UniformActionTokenizer#

class torchrl.data.vla.UniformActionTokenizer(num_bins: int, *, low: float | Tensor, high: float | Tensor, action_dim: int | None = None)[source]#

Per-dimension uniform-bin action tokenizer (RT-2 / OpenVLA style).

Each action dimension is discretized into num_bins equal-width bins over [low, high]; encode() returns the bin index and decode() returns the bin center. The round-trip is lossy with error bounded by half a bin width, (high - low) / (2 * num_bins).

Parameters:

num_bins (int) – number of bins per action dimension.

Keyword Arguments:
  • low (float or torch.Tensor) – per-dimension lower bound. Actions are clamped to [low, high] before binning.

  • high (float or torch.Tensor) – per-dimension upper bound.

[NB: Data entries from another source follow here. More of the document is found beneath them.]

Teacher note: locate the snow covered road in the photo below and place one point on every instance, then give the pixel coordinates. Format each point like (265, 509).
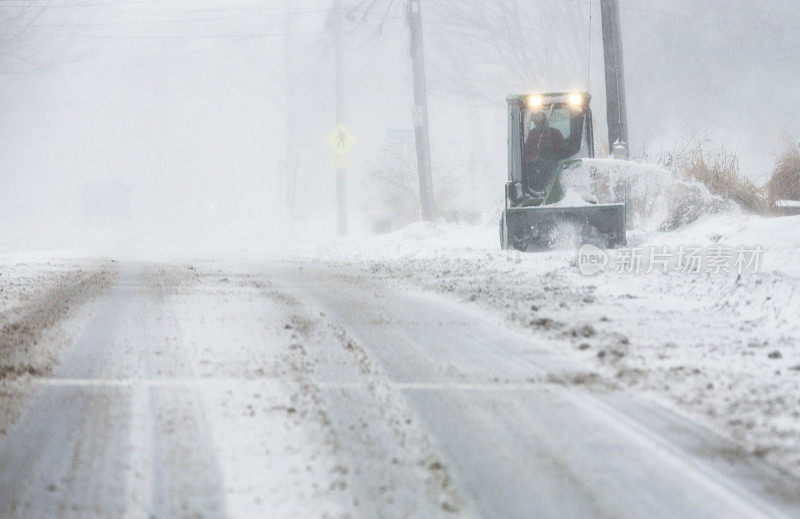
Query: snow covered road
(289, 389)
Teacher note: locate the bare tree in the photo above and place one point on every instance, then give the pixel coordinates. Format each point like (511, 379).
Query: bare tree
(479, 47)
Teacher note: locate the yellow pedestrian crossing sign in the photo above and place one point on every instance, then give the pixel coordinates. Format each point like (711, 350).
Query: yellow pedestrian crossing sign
(341, 140)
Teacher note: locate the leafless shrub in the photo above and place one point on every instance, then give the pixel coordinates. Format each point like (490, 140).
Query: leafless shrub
(784, 184)
(392, 190)
(717, 169)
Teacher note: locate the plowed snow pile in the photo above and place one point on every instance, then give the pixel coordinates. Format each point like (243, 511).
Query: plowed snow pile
(717, 344)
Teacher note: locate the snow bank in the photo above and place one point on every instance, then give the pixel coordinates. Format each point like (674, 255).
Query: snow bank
(657, 200)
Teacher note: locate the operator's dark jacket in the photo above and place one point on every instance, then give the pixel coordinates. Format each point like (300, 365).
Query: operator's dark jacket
(544, 142)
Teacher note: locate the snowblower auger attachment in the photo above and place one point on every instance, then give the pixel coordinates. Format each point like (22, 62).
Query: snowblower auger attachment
(548, 135)
(531, 229)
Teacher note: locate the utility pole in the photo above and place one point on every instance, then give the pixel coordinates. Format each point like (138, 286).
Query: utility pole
(616, 108)
(289, 177)
(341, 174)
(421, 111)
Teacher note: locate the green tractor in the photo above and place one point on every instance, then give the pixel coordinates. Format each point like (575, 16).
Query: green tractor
(548, 135)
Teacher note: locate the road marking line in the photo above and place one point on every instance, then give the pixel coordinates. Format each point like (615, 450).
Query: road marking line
(171, 382)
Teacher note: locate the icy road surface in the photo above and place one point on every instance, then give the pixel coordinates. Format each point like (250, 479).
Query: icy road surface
(290, 389)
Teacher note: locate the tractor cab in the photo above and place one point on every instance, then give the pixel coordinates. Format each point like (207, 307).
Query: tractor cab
(548, 135)
(548, 129)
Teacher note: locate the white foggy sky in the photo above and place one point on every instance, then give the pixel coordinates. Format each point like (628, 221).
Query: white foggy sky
(183, 102)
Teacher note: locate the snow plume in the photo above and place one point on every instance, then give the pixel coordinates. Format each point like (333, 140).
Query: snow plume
(656, 199)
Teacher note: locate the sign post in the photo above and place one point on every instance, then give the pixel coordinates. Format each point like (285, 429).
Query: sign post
(341, 140)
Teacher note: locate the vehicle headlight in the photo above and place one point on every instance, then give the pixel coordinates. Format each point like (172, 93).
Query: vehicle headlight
(535, 101)
(575, 100)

  • action_dim (int, optional) – action dimensionality. Required only when low/high are scalars and you want a per-dimension shape.

Examples

>>> import torch
>>> from torchrl.data.vla import UniformActionTokenizer
>>> tok = UniformActionTokenizer(256, low=-1.0, high=1.0)
>>> tokens = tok.encode(torch.tensor([-1.0, 0.0, 1.0]))
>>> tokens
tensor([  0, 128, 255])
>>> torch.allclose(tok.decode(tokens), torch.tensor([-0.998, 0.002, 0.998]), atol=1e-2)
True
>>> tok.vocab_size
256

See also

RobotDatasetMetadata carries the action_low/action_high bounds used by from_metadata().

property action_dim: int | None#

The per-dimension action size, or None for scalar bounds.

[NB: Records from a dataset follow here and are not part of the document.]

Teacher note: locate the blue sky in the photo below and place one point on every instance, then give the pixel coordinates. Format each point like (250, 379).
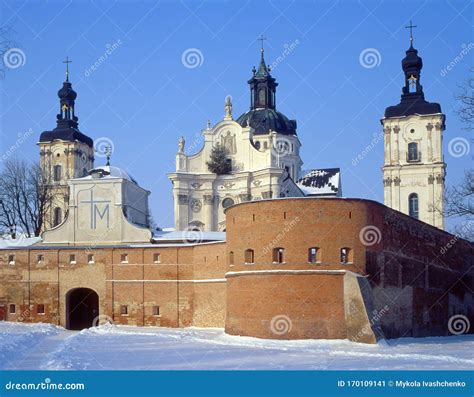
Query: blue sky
(143, 97)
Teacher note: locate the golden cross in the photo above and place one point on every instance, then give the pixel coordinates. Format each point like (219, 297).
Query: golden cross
(67, 62)
(411, 26)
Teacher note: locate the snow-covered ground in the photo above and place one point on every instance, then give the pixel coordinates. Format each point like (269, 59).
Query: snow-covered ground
(45, 346)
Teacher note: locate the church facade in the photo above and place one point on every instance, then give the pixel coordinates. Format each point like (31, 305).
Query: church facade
(296, 260)
(414, 170)
(262, 149)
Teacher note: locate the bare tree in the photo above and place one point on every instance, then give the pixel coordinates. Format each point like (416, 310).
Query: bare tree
(26, 198)
(459, 202)
(466, 101)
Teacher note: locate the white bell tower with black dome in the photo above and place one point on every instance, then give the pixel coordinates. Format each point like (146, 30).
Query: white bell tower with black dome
(414, 169)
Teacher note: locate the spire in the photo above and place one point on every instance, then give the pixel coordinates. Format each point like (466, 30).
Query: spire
(262, 84)
(412, 65)
(413, 98)
(411, 26)
(67, 62)
(108, 154)
(67, 123)
(67, 96)
(262, 68)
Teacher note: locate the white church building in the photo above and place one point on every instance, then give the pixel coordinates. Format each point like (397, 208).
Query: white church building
(262, 150)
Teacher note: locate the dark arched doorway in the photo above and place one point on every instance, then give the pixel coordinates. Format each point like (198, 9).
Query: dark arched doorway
(82, 307)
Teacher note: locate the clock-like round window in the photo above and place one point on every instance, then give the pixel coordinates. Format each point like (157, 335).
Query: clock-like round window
(227, 202)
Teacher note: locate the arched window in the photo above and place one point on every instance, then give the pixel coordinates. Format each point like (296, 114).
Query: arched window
(346, 255)
(57, 173)
(249, 257)
(413, 151)
(58, 216)
(413, 205)
(314, 255)
(278, 256)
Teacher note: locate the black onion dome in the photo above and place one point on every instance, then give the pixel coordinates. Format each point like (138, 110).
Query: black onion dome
(412, 60)
(413, 99)
(262, 121)
(66, 134)
(66, 92)
(67, 122)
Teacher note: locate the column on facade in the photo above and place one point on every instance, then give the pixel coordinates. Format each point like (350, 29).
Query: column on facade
(208, 211)
(429, 128)
(396, 156)
(388, 149)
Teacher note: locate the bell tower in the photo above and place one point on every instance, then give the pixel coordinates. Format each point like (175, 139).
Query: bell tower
(262, 85)
(414, 169)
(65, 153)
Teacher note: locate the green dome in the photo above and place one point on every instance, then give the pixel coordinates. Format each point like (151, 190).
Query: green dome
(262, 121)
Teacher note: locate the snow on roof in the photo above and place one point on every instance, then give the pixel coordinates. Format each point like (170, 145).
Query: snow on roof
(19, 242)
(187, 236)
(109, 171)
(320, 182)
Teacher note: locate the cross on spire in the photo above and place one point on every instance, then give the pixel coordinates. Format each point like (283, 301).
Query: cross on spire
(108, 153)
(411, 26)
(67, 62)
(262, 38)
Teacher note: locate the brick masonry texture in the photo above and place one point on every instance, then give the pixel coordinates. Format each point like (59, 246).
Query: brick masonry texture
(418, 276)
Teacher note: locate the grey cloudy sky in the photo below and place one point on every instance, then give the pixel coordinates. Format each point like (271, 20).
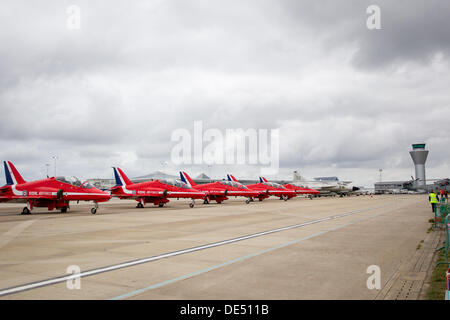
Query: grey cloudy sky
(347, 100)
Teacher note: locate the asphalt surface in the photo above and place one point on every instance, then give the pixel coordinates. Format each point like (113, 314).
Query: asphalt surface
(296, 249)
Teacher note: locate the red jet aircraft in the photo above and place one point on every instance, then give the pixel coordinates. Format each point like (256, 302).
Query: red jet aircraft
(220, 190)
(267, 189)
(53, 193)
(157, 191)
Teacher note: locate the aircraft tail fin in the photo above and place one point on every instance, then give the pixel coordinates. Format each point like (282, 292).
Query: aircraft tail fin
(13, 176)
(121, 177)
(186, 179)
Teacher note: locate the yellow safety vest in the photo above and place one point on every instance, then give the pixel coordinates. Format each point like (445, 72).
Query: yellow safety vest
(433, 197)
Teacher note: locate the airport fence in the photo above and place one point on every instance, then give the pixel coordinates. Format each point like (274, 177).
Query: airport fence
(446, 246)
(447, 292)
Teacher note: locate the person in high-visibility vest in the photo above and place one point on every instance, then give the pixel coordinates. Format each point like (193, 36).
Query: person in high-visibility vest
(433, 198)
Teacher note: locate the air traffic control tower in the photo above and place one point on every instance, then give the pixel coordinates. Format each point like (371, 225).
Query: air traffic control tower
(419, 156)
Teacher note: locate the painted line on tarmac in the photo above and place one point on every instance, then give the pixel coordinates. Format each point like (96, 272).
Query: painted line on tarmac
(196, 273)
(52, 281)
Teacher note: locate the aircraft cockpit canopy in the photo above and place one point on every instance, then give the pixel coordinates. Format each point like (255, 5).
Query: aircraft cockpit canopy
(234, 184)
(74, 181)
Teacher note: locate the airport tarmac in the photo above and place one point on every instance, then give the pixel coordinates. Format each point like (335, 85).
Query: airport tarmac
(296, 249)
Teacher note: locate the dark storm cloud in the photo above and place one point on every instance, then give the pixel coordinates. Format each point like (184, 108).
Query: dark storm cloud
(112, 92)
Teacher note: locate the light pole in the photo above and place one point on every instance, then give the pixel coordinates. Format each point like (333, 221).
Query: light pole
(55, 158)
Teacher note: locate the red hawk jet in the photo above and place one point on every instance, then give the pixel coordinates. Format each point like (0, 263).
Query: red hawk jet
(220, 190)
(157, 191)
(300, 190)
(53, 193)
(266, 189)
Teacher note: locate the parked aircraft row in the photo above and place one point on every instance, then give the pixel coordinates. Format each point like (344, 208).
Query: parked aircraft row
(58, 192)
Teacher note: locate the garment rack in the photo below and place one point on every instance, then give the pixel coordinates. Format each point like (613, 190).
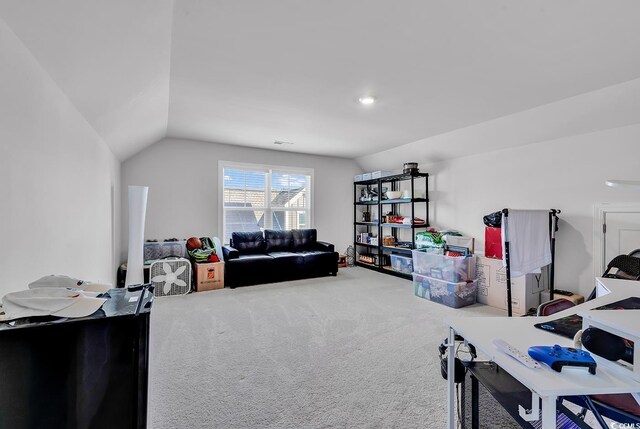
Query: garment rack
(553, 227)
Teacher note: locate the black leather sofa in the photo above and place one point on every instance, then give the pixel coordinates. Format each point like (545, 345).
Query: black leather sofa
(253, 258)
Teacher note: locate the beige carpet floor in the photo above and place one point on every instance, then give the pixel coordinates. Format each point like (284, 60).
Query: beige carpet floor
(354, 351)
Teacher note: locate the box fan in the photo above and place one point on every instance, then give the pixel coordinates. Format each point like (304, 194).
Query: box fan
(171, 276)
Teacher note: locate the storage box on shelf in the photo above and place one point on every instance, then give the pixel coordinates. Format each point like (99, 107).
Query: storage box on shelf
(403, 264)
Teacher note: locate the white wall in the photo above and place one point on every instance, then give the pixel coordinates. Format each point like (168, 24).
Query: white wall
(56, 177)
(182, 176)
(567, 173)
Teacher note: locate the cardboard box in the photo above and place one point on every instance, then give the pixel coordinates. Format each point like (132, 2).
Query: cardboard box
(378, 174)
(460, 241)
(493, 242)
(575, 298)
(209, 276)
(492, 286)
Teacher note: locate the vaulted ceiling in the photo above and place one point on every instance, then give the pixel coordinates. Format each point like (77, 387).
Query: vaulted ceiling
(248, 72)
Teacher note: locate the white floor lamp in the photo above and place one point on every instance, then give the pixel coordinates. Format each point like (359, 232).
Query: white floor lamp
(137, 214)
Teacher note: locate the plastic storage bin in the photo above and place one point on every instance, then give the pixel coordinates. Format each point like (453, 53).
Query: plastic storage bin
(404, 264)
(451, 294)
(449, 268)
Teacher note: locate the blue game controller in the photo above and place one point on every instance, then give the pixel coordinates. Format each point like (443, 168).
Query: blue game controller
(557, 357)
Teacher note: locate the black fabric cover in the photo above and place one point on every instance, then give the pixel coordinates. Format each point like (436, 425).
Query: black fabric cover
(278, 241)
(304, 239)
(247, 243)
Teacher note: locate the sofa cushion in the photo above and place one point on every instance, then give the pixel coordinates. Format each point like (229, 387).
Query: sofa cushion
(247, 243)
(304, 239)
(278, 241)
(287, 258)
(318, 257)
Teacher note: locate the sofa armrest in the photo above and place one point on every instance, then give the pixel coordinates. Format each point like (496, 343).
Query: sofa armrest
(230, 253)
(323, 245)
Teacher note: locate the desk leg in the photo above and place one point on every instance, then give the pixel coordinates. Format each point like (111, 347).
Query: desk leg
(549, 412)
(450, 378)
(475, 403)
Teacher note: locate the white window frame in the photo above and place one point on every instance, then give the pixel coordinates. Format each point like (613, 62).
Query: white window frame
(268, 210)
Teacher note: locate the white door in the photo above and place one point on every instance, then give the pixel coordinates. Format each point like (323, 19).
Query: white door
(621, 233)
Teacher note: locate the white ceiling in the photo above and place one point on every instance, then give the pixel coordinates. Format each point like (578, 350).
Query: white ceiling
(252, 71)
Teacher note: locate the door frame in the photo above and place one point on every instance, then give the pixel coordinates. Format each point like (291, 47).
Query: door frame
(599, 242)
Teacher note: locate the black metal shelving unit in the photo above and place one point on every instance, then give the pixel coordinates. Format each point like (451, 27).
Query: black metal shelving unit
(381, 252)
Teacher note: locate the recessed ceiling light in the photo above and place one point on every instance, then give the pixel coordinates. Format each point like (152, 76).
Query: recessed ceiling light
(367, 99)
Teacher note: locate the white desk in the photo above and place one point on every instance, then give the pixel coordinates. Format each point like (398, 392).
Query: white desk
(546, 383)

decode(tokens: Tensor) Tensor[source]#

Map token ids back to continuous actions [..., action_dim].

encode(actions: Tensor) Tensor[source]#

Map continuous actions [..., action_dim] to token ids (long).

classmethod from_metadata(metadata: RobotDatasetMetadata, num_bins: int) UniformActionTokenizer[source]#

Build from the action_low/action_high of a RobotDatasetMetadata.

property vocab_size: int#

Number of distinct token ids the tokenizer can emit per position.